The Shan Noodles were probably the best food we had in all of Myanmar, and we had to fight to keep from ordering them for every meal. Just enough richness and spice to satisfy and not enough to leave you feeling tired, we honestly looked forward to splitting this noodle bowl every day (and made ourselves try other dishes for our other meal, despite wanting to eat this 2x/day).
The hotel has a small stock of bikes that guests can rent for only $1/hour ($3/4 hours, $5/8 hours). While the village nearby is easily walkable, the bikes are perfect for exploring just a little further away – and Red Mountain Vineyards is the best destination. The hilltop vineyard is about 1.5 hours round-trip (not including stops). It’s a relaxing place to grab a bite to eat and do a wine tasting (with four wines) for 2,000 MMK (~$1).
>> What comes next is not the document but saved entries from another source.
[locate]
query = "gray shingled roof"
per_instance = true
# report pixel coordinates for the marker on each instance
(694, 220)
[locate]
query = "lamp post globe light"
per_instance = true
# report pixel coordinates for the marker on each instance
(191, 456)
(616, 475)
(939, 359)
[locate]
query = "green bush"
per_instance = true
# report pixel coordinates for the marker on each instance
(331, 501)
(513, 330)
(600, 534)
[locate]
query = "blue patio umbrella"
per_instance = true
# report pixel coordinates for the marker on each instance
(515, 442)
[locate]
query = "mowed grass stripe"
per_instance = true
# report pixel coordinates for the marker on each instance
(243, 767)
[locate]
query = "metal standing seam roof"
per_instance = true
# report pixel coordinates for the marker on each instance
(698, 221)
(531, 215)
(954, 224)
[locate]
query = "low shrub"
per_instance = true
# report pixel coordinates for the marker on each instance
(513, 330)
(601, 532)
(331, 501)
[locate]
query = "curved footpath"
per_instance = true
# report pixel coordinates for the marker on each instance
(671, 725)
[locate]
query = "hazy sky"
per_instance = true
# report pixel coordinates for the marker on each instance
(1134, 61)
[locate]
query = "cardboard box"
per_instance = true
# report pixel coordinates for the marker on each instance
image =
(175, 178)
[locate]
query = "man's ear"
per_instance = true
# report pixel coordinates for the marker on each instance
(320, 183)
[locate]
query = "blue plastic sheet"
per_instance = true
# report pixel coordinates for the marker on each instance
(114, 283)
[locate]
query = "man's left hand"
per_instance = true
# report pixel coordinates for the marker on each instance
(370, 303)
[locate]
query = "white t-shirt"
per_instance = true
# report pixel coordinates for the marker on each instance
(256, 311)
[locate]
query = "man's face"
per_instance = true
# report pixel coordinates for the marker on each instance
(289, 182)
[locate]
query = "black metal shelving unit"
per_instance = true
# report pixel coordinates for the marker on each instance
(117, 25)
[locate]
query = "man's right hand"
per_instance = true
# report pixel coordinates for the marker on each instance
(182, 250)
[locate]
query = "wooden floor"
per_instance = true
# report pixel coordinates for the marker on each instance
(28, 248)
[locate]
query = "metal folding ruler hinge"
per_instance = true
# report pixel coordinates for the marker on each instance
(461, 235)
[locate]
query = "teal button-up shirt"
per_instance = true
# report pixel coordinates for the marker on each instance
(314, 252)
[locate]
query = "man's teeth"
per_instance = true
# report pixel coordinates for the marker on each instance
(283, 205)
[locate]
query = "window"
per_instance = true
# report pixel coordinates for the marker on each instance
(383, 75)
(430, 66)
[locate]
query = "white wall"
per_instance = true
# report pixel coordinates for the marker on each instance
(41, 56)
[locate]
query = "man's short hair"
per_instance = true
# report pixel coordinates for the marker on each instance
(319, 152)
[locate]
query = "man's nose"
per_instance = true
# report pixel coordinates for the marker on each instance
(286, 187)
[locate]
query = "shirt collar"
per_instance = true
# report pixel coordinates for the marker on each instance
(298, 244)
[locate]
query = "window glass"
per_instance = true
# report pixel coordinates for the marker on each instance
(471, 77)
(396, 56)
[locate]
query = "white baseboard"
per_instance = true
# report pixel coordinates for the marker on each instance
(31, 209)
Nyuanshwe is the main town – and the best place to stay on a budget. It’s got more of a hostel-type vibe, with young tourists walking the streets and the highest chance for a nightlife experience. In Nyuanshwe, we were finally able to find a sunscreen that didn’t look like it would permanently bleach our faces (the Burmese like to stay very, very white, so “bleaching lotions” are popular). Almost all of the sunscreen for sale brags about it’s “whitening” properties, so it’s a little ironic that we were shopping for a sunscreen with a low SPF to get a bit darker. It’s interesting to learn what different cultures seek.
NEARBY THE HOTEL
One of our favorite parts about traveling is exploring areas where the locals live. Eating where the locals eat, checking out what they do and see – these adventures are always at the top of our list when visiting a new place. We got the sense that most (if not all) of the other hotel guests stayed within the confines of the hotel at all times – not so for us. I think the hotel staff was shocked to see us trekking up the dirt road back to the hotel carrying armloads of bottled water that we’d purchased up the road for $1/bottle (the hotel was charging $3/bottle).
We found some cheap roadside restaurants where we popped in for lunches to switch things up from the hotel on some days. The people were (of course) friendly and welcoming – and many of the locals were pretty amused to see us coming in. While eating at these street restaurants, we saw many ox-drawn carts bringing the farmers to and from the nearby fields.
Walking nearby the hotel was pretty uneventful, but it was fun to see what’s going on by the shores of the lake—we found out most of the activity is happening on the lake itself!